Trade body UK Finance warned that the loss of such rights “sharply narrows the scope for cross-border contracting in EU-UK financial services trade”, as any substitute would be “inadequate” according to the EU Committee.
This, however, creates cause for concern, the House of Lords said in the report.
“The results of the UK’s exit from the passporting regime have included the movement of some activity to the EU and firms facing the challenges involved in navigating different market access requirements in each member state.
“We are concerned that it may, over time, lead to a substantial shift of people and assets out of the UK.”
The EU and UK also signed a joint declaration on financial services regulatory cooperation which includes the commitment to agreeing a memorandum of understanding (MoU) to establish a mutual framework by March 2021.
The MoU is yet to be published.
The sub-committee said: “We welcome the plan for structured regulatory cooperation in financial services, which we hope will be a solid foundation for future UK-EU relations. However, this dialogue will be worth little if it is not based on transparency and trust.
“We urge the government and regulators to pursue as deep a level of cooperation, predictability and information sharing as possible. The government should consult regularly to ensure it is representing the UK financial services sector’s interests and priorities in the dialogue.”
One of the main issues regarding financial services is granting equivalence, meaning that a foreign jurisdiction’s rules are equivalent to domestic ones, an area where the EU seems to be reluctant about, according to the report.
The crux of the problem is that the UK government argues for a outcomes-based approach, whereas the EU would be more favourable to a “line-by-line” replication of the rules.

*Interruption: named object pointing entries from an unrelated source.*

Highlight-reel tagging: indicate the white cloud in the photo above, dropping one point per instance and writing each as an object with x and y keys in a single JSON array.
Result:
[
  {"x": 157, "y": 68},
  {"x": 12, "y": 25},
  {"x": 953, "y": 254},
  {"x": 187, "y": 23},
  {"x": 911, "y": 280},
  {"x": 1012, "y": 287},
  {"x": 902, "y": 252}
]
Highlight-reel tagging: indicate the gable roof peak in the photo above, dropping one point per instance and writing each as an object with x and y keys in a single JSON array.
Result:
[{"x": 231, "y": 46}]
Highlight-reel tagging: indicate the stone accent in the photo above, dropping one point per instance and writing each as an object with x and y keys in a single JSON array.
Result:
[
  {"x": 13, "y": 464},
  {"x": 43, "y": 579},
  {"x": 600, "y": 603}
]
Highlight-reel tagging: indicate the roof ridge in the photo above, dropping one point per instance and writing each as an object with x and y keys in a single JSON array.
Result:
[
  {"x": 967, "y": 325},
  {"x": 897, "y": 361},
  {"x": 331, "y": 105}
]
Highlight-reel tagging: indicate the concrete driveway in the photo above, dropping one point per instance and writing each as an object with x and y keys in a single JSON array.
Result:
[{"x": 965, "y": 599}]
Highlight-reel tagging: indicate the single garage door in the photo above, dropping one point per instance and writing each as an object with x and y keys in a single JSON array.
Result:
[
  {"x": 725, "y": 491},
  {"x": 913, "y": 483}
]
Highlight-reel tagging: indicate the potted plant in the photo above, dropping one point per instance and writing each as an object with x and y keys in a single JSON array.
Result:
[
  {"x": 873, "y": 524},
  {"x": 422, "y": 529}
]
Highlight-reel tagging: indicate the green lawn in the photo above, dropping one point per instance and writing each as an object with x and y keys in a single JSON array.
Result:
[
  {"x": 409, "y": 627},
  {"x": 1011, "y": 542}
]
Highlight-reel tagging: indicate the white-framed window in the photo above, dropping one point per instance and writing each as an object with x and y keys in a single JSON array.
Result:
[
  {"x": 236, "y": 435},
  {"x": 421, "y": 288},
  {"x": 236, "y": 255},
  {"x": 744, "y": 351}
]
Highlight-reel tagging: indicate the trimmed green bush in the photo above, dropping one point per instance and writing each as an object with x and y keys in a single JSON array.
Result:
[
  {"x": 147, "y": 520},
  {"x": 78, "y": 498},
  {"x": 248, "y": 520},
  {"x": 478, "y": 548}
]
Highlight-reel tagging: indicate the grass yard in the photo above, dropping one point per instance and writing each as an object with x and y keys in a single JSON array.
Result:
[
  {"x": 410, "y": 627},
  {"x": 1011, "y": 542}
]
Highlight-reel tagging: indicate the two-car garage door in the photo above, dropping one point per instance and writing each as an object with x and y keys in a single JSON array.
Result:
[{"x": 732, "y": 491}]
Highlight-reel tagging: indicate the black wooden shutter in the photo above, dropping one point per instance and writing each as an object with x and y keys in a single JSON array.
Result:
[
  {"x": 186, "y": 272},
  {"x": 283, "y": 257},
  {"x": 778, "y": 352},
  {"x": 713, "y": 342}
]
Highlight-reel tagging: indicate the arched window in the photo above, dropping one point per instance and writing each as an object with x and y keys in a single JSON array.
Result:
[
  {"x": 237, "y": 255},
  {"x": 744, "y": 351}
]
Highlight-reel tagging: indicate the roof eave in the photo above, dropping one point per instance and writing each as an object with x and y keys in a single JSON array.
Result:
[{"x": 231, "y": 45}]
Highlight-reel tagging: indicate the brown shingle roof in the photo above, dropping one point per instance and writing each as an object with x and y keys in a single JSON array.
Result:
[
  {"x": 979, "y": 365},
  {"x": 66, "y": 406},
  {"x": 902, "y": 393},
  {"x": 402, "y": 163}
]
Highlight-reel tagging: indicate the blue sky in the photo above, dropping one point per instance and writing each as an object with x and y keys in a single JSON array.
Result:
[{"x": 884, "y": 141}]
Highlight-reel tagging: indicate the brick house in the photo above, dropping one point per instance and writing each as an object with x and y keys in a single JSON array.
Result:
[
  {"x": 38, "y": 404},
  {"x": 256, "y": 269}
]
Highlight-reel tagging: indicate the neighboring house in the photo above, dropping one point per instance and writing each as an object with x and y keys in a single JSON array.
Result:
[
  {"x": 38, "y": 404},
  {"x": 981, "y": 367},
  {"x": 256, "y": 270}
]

The sub-committee added: “The UK financial services sector opposes the EU’s line-by-line approach to equivalence and supports the government’s outcomes-based approach.
“We agree that broad positive equivalence determinations would best meet the needs of practitioners in both the UK and the EU, but recognise that in many areas the EU is unlikely to grant these without the UK sacrificing more decision-making autonomy than equivalence is worth.

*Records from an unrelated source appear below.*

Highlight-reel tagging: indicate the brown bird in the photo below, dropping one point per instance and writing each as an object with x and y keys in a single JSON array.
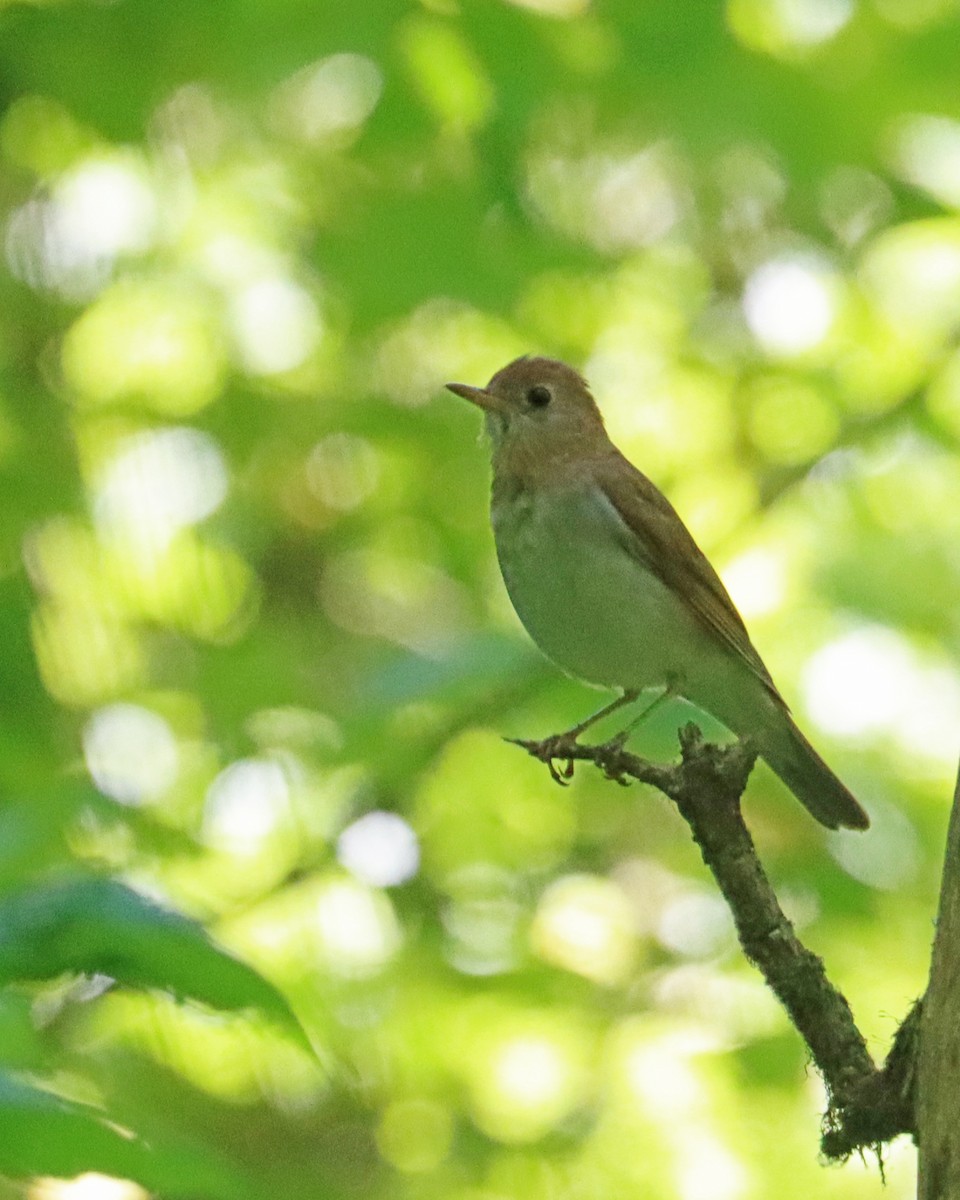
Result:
[{"x": 612, "y": 587}]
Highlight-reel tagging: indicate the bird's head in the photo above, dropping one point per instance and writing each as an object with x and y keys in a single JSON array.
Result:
[{"x": 538, "y": 408}]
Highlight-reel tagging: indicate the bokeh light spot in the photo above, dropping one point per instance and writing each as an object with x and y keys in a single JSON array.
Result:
[
  {"x": 583, "y": 924},
  {"x": 90, "y": 1186},
  {"x": 790, "y": 305},
  {"x": 379, "y": 849},
  {"x": 276, "y": 325},
  {"x": 131, "y": 753}
]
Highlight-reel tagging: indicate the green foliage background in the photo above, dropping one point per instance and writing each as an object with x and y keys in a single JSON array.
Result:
[{"x": 247, "y": 593}]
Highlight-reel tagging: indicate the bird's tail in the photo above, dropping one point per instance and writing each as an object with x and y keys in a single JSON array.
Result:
[{"x": 787, "y": 751}]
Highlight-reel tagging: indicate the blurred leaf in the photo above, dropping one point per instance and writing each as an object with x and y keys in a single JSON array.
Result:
[
  {"x": 101, "y": 927},
  {"x": 45, "y": 1134}
]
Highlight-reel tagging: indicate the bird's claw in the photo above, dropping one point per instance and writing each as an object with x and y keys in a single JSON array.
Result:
[{"x": 551, "y": 751}]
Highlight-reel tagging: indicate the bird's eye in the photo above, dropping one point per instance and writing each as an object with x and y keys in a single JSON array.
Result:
[{"x": 539, "y": 396}]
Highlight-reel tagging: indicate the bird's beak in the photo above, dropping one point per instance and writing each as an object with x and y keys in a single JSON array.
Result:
[{"x": 479, "y": 396}]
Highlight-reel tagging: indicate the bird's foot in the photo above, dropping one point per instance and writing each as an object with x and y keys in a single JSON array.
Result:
[{"x": 557, "y": 748}]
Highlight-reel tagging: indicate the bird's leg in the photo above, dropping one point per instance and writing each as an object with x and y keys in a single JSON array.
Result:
[
  {"x": 558, "y": 745},
  {"x": 628, "y": 697},
  {"x": 671, "y": 689}
]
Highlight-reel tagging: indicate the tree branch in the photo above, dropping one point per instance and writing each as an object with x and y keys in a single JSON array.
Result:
[
  {"x": 867, "y": 1105},
  {"x": 937, "y": 1128}
]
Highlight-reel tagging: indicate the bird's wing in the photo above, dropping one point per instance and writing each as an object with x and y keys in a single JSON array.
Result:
[{"x": 654, "y": 534}]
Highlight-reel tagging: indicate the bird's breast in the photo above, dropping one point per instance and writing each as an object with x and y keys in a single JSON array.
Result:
[{"x": 589, "y": 604}]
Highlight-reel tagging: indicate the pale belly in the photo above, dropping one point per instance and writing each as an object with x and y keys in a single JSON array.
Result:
[{"x": 592, "y": 607}]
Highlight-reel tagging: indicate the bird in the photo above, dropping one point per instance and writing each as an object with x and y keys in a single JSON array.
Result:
[{"x": 611, "y": 585}]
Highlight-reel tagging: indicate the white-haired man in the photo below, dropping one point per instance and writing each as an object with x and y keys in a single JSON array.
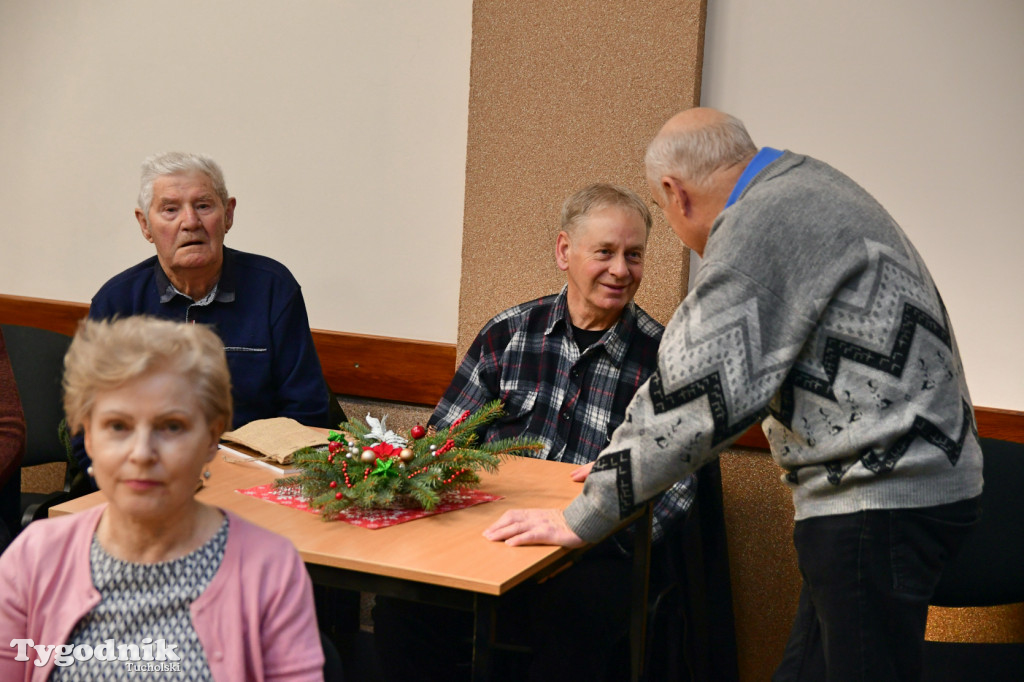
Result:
[
  {"x": 252, "y": 302},
  {"x": 812, "y": 313}
]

“While recognising that this remains a unilateral decision, we believe the long-term interest of both the UK and the EU lies in a less prescriptive policy on market access, whether a reformed approach to equivalence or something closer to the non-discriminatory, outcomes-based deference model increasingly favoured globally.”
Lastly, the House of Lords criticised the UK government for not sharing its plans on the future regulatory landscape as the Financial Services Bill, which is currently before parliament, will come into law before the plans are published.
“This is a missed opportunity,” the sub-committee said in the report. “The return of greater powers to UK regulators allows for more flexible and innovative regulation but will require changes to the way Parliament scrutinises the regulations and holds the regulators to account.
“The government and regulators now hold significant power in setting financial services regulation. We welcome the house’s recent decision to establish a select committee on industry and regulators, which is an important step towards bringing greater parliamentary oversight to these decisions.
“However, this new committee’s remit is broad, and its resources are likely to be too limited to undertake dedicated scrutiny of the financial services sector.
“We recommend that the liaison committee considers further the merits of a committee dedicated to scrutiny of the financial services sector.”